10 May 2009

Caponata di melanzane

Today I cooked a big family dinner. Yesterday we did our shopping at the special chicken shop, butchers, organic shop and market at St-Gilles.

For starters we had raw vegetables, toasts with shrimp salad and blinis with smoked salmon and fish eggs.
After that another chicken broth.
Main course was meat loaf, served with baked potatoes, tomato sauce and caponata.
The potatoes were grenailles from the market. I didn't peel them but washed them, then cut them in 2-3 pieces if necessary, steamed them for 7 min, then baked them at 200° C with olive oil, rosemary, pepper and a lot of salt.
The tomato sauce was just tomato, dried basil, pepper and salt. It simmered for a long time and then we passed it through a sieve.

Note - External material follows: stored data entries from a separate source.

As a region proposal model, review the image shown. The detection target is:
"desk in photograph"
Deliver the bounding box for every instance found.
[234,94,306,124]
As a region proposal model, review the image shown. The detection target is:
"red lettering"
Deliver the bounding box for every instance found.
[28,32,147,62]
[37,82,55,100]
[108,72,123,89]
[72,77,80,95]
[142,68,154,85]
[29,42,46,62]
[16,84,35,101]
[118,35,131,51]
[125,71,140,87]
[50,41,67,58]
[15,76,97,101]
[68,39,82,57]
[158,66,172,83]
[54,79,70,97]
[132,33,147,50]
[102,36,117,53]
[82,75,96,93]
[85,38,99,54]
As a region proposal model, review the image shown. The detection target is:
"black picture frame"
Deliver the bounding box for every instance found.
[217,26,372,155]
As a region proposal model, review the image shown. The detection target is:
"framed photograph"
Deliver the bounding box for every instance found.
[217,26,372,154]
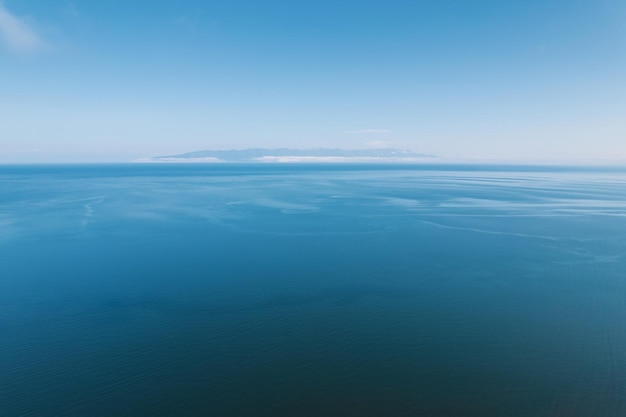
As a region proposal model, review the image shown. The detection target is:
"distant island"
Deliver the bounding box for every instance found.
[148,148,437,163]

The caponata is from Lorenza de' Medici's 'ITALY The beautiful cookbook'.

Serves 6-8

6 tbsp olive oil
1 onion, peeled and sliced in rings
2 garlic cloves, chopped finely
3 peppers, yellow and red, sliced in rings
500 g aubergines, peeled and diced
3 tomatoes, peeled and chopped
1 tbsp oregano
2 tbsp capers
100 g black olives
3 anchovy fillets, chopped

Heat olive oil, add onion and garlic and fry for a while. Add peppers and aubergines and fry for 15 min on medium heat. Add tomatoes and oregano and let this simmer until peppers and aubergines are cooked. Stir regularly.
Add capers, olives and anchovy and remove from the heat. Add pepper and salt and let the caponata stand for a few hours.